In the end, I believe this case will stand as a testament to the staying power of grassroots communities committed to justice and the ability of Earthjustice to champion their cause for the duration.
Here’s more background: Nā Wai ʻEhā, which include the two largest rivers on Maui (Waiheʻe and ʻĪao / Wailuku), once sustained legendary watershed ecosystems and the largest expanse of Native Hawaiian wetland kalo (taro) farming in the islands. But from the 19th century, two big plantations wiped this out by taking away the stream flows.
One of the plantations, Wailuku Sugar, closed a quarter-century ago, but no flows returned. Instead, the plantation sold its farmlands to developers and turned into Wailuku Water Company. Together with Alexander & Baldwin, the state’s biggest corporate landowner and developer, which operates the Hawaiian Commercial & Sugar plantation, the water company continued diverting all the stream flows for new business designs based on controlling, developing and selling land and water.
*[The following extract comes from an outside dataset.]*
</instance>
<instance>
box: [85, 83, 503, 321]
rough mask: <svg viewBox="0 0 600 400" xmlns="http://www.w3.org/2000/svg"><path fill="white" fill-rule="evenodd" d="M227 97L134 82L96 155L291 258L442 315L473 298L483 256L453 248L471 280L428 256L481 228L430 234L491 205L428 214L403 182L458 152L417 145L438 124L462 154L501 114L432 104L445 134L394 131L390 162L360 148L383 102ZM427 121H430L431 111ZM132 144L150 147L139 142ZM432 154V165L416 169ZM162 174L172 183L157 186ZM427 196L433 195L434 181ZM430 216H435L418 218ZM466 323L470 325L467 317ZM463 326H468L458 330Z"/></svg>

That’s when Earthjustice stepped in on behalf of local and Native Hawaiian communities, demanding that the companies follow the law and let the rivers and streams flow. After a lengthy trial, the hearings officer in April 2009 recommended restoring about half of the 70-million gallons a day the companies diverted. A&B then went political, threatening to shut down HC&S, and the commission wilted.
The commission’s final decision in June 2010 slashed the restoration to only 12.5 million gallons a day for two of the four waters, leaving the other two dry. The commissioner who presided as hearings officer over the entire case dissented, objecting that public waters received mere “leftovers” and “the least protection feasible or no protection at all.”
We appealed to the Hawaiʻi Supreme Court, and it agreed with every major point we raised, throwing out the commission’s decision because it “violated the public trust,” and ordering it to do a better job.
So, round two of our Nā Wai ʻEhā case is underway, and the difference after 10 years (and our court victory) is unmistakable.
Scientists at the U.S. Geological Survey have published several reports confirming that Nā Wai ʻEhā stream flow restoration would not only reestablish native habitats, but also increase recharge of Maui’s main drinking water aquifer. HC&S now admits that it can feasibly use its nonpotable groundwater well as an alternative to stream flow diversions.
And more people than ever understand the ancient and 21st-century value of flowing rivers and streams to perpetuate the cycle of water and life from mauka to makai (mountain to ocean), and its interconnected Native Hawaiian cultural practices and community lifeways.
A core strength of Earthjustice and its Nā Wai ʻEhā partners is that we can, and will, “keep on keeping on” for 10 years, or as long as it takes, to achieve justice. Time will tell how the rest of this case will unfold. But, to quote that visionary leader again, we will not rest until justice—and Nā Wai ʻEhā, The Four Great Waters of Maui—“roll down like waters, and righteousness like a mighty stream.”
For more information, visit restorestreamflow.org.
Update: Aloha, since we first wrote this blog post, the hearing has been postponed until further notice. The state Department of Land and Natural Resources spokesperson announced that this was to allow the parties to discuss “potential avenues for settlement.” We hope to follow up with good news. As always, Earthjustice remains committed that, one way or another, sooner or later, the rivers and streams of Nā Wai ʻEhā will flow.